- Definitions of data science span a contentiously broad range.
- In academia, data science includes the messiness of “data janitorial work” and the subtleties of communicating results through data.
- Most arguments over the definition of data science come down to power and funding.
“I saw the best minds of my generation destroyed by madness,” wrote the poet Allen Ginsberg. In clause after clause, Ginsberg sang of the gulf between higher aspiration and the realities of Cold War America: “angelheaded hipsters burning for the ancient heavenly connection to the starry dynamo in the machinery of night” — and the chasm experienced by students with the increasingly militarized universities: “who passed through universities with radiant cool eyes hallucinating Arkansas and Blake-light tragedy among the scholars of war.”
In 2011, Jeff Hammerbacher, a former Facebook data team leader, riffing on Ginsberg, bemoaned, “The best minds of my generation are thinking about how to make people click ads. That sucks.” Of all the things to optimize, a generation had chosen manipulating attention.
Along with DJ Patil, Hammerbacher is credited with coining the term “data scientist” to describe a crucial new role in the corporate world from start-ups to Fortune 500 corporations. What does a data scientist do differently than practitioners of all the various quantitative approaches to the world we’ve seen? What exactly is “data science”? Definitions, we will see, vary.
Industrial data science came to mean machine learning and statistics combined with the software engineering and concrete data work needed to build digital products and services.
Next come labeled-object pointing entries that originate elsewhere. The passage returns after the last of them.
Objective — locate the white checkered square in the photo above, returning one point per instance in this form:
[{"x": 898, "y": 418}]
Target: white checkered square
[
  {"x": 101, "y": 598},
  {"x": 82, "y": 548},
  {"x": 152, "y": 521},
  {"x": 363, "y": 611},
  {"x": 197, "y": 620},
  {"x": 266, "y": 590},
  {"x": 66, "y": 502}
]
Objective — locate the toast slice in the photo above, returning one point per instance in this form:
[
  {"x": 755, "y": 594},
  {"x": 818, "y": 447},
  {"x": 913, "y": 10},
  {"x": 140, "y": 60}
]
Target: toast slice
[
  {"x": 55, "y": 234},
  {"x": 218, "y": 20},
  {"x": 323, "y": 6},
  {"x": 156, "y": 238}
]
In academic research, the term is capacious, extending beyond statistics to include the broader and less “technical” skills needed for making sense of the world through data, from the messiness of “data janitorial work” to the nuances of communicating results through data. Rather than abstractly “burning for the ancient heavenly connection,” the term speaks to the practical complexities of such work, starting with data analysis getting grubby with data. Riffing on Robert A. Heinlein, a very different Cold War writer, the data scientist Joel Grus satirized the expectation a “data scientist” had mastered the wide diversity of data tasks needed in industry:
“a data scientist should be able to run a regression, write a sql query, scrape a web site, design an experiment, factor matrices, use a data frame, pretend to understand deep learning, steal from the d3 gallery, argue r versus python, think in mapreduce, update a prior, build a dashboard, clean up messy data, test a hypothesis, talk to a businessperson, script a shell, code on a whiteboard, hack a p-value, machine-learn a model. specialization is for engineers.”
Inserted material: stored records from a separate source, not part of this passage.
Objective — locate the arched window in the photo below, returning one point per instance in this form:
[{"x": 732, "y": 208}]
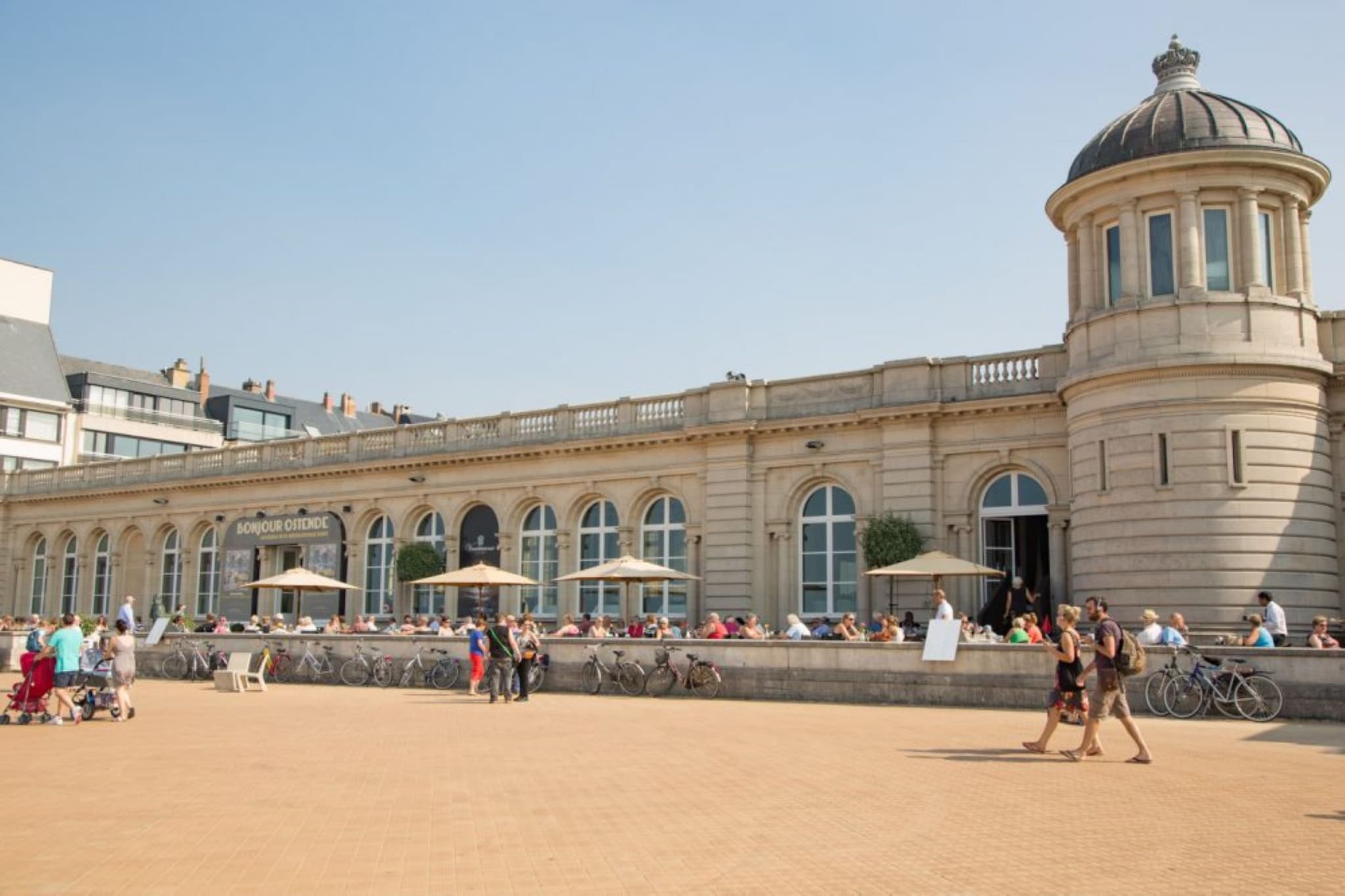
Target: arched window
[
  {"x": 663, "y": 539},
  {"x": 378, "y": 567},
  {"x": 539, "y": 559},
  {"x": 39, "y": 578},
  {"x": 826, "y": 553},
  {"x": 101, "y": 575},
  {"x": 69, "y": 575},
  {"x": 598, "y": 545},
  {"x": 170, "y": 590},
  {"x": 427, "y": 598},
  {"x": 208, "y": 575}
]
As the field rose to prominence in industry and academia, with associated job opportunities, funding opportunities, and new departments and degrees, employers and administrators sought to define things more precisely. Often, trying to nail down “data science” devolves into a verbal tussle in the online comment sections which coevolved with the internet. Rather than insist on one definition of “data science,” we seek to outline contours of contestation around the term.
For a decade now, in presentations, through memes, in comments to posts, practitioners have fought over what the term really stands for, in contrast to say statistics, machine learning, or earlier “data mining.” The arguments fundamentally concern who has authority and who gains capacities to rearrange power in dealing with data. And they concern who ultimately gets the funding — in corporations, in academia, and from the government.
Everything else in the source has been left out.